Report allegedly hidden
Last month, the inmates' attorneys charged that corrections officials hid a key report on "basic life-saving measures" meant to prevent prisoner suicides.
The report was written by the corrections department's own suicide expert, who was hired as a consultant to compile a detailed assessment with recommendations on how suicide rates could be lowered.
Instead, when the report was delivered in August 2011 it was "buried" without any of its recommendations being put in place, according to internal department emails.
That report by Lindsay Hayes, project director for the National Center on Institutions and Alternatives, recommended, among other actions, that prisons strengthen tracking of inmates who attempt suicide and halt the use of "harsh" observation tactics "such as inmates being stripped naked and deprived of showers and other privileges."
The inmates' lawyers produced emails between Hayes and corrections officials in which Hayes complains that his report fell on deaf ears and his consulting work for the department "stopped dead in the water."
Robert Canning, the corrections department's suicide prevention coordinator, conceded to Hayes that his work was not embraced.
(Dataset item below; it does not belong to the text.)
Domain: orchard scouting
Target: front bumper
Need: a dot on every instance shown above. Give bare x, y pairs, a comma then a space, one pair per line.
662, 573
"Obviously when your report landed it was not roundly applauded and in fact was buried," he wrote to Hayes in a June 2012 email included in court documents.
Despite the emails, corrections officials deny the claim.
"The report was not buried, and in fact we have implemented many of Mr. Hayes' recommendations," said Dr. Diana Toche, acting undersecretary for administration and offender services.
Hayes had complained that suicidal inmates typically were housed in cells without beds and recommended equipping cells with suicide-resistant beds. Toche said the department has since purchased 250 of those for $726,000.
Corrections officials also implemented other of Hayes' recommendations and are "committed to a robust suicide prevention program," she said.
"We take every death seriously, and are constantly trying to improve and better the care."
Mental health staffing
Brown, in his interview with The Bee, noted that mental health care for inmates now surpasses what is available to the general public.
"I just talked to personnel at one prison that has 32 psychologists, 10 psychiatrists and 24 psychiatric technicians for 3,600 patients," the governor said. "That kind of firepower is not available to anybody who is not in prison."
The inmates' attorneys dispute that and say the state is stonewalling their efforts to prove the system is still broken.
Last month, the inmates' attorneys received copies of two letters signed by a group of psychiatrists who work at the Salinas Valley State Prison complaining they are averaging a caseload of about 40 patients daily, with some averaging up to 60 daily. The psychiatrists contend the standard caseload should be 15 and that "current staffing levels will create an unacceptable level of risk as far as patient safety."
The inmates' lawyers, over the strong objections of the state, took sworn testimony from one of the psychiatrists, who testified that the psychiatric staff at Salinas is "under constant pressure from above" to authorize early release of mentally ill inmates, said Bien, the inmates' attorney.
In addition, according to Bien, the psychiatrist testified that the facility is so understaffed due to layoffs that conventional treatment has given way to crisis management. One patient died late last year due to a lack of proper treatment, Bien said the psychiatrist testified.
The state Department of State Hospitals denies there is a crisis at the psychiatric hospital inside the Salinas prison, saying staffers there became concerned when three psychiatrists left for other jobs and several others were expected to leave.
"However, not all of the anticipated departures occurred, and the department has already put new psychiatrists in place at Salinas Valley and is continuing to recruit," the department said in a statement.
The acting director of the hospitals department also met with the staff there earlier this month to reassure them, the statement said, adding that "there is currently no anticipated staffing crisis at DSH-Salinas Valley."